独立直後のパキスタンは切手の印刷まで手が回らずそれまでのインドの切手に国名を加刷したりスタンプを捺して使用した。希少価値のあるその切手を手に入れていたのである。その後、荒川さんはパキスタンから独立したバングラデシュについても同様な切手、使用済み封筒を集めたのである。この時は「バングラデシュの切手蒐集家が協力してくれた」と言う。両国に関しては切手の蒐集を継続してきたため、今でも両国切手の有数のコレクターになっている。

アメリカのローカル切手展の展示風景

大阪で開かれた日本郵趣協会(JPS)の全国会員大会(2006年)

[ハム切手に特化] 

切手の発行は世界的に増加を続けており、すべてを集めることは不可能である。荒川さんの蒐集の対象はいつの間にか電気関係、電気通信関係、そしてアマチュア無線関係に集約されるようになっていく。この切手蒐集についても荒川さんは「JARL NEWS」や「CQ ham Radio」にレポートしている。最初は米国に出向する前の昭和52年(1977年)であり、その後は米国時代にも現地から連続的に記事を送ってもいる。

米国でも「QST」誌に荒川さんはコレクションなどについて投稿したことがある。現在までに集めらた切手の枚数は「何万枚か分らない」と言うほどであるが、このうち電気関係は10%以下で、アマチュア無線関係の「ハム切手」は約100種。「全世界漏れなく集めているはず。今はハム切手に関しては漏れることなく発行の情報は入るネットワークを作り上げている」と言う。

「ハム切手」を発行する国は少ない。日本でも過去1回しか発行されていない。このため、有数なコレクターである荒川さんにいろいろな話しがもち込まれる。「DXペディションに出かける時にその国に働きかけて切手の発行を要望して欲しい」と言うのもその一つである。
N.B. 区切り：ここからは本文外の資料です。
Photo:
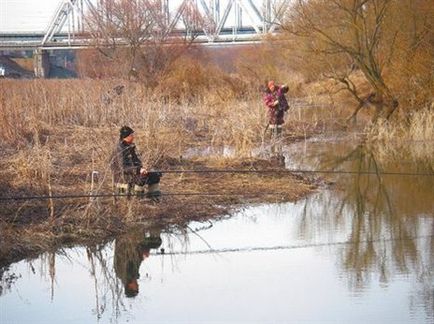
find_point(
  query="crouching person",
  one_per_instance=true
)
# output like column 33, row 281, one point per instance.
column 129, row 176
「とくに小さな国の場合には切手の販売収入が見込めるではないか」と言うのがその理由である。

英国時代にはアマチュア無線連盟の機関誌「Rad Com」から「ハム切手を誰よりも多く蒐集されているそうだが、関連の話しを書いて欲しい」と依頼された。「4頁も提供するということなのでアマチュアラジオ・オン・ポステージスタンプ」のテーマでコレクションのリストを中心にさまざまな切手にまつわる話しをかかせてもらった」こともあった。

[やはり盛んな欧米] 

荒川さんは、最近海外のいくつかの切手蒐集クラブを脱会し、現在は日本の「日本郵趣協会」「日本アマチュア無線郵趣同好会」ドイツの「ハムスタンプクラブ」の3つのメンバーになっている。切手のコレクションでも「アンティークラジオと同様に日本よりも欧米のが盛ん。国民性なのかもしれない」と指摘する。今後、荒川さんは「ラジオやオーディオ機器類、切手を整理しつつ関連イベントに出展して多くの人に見ていただくつもり」と言う。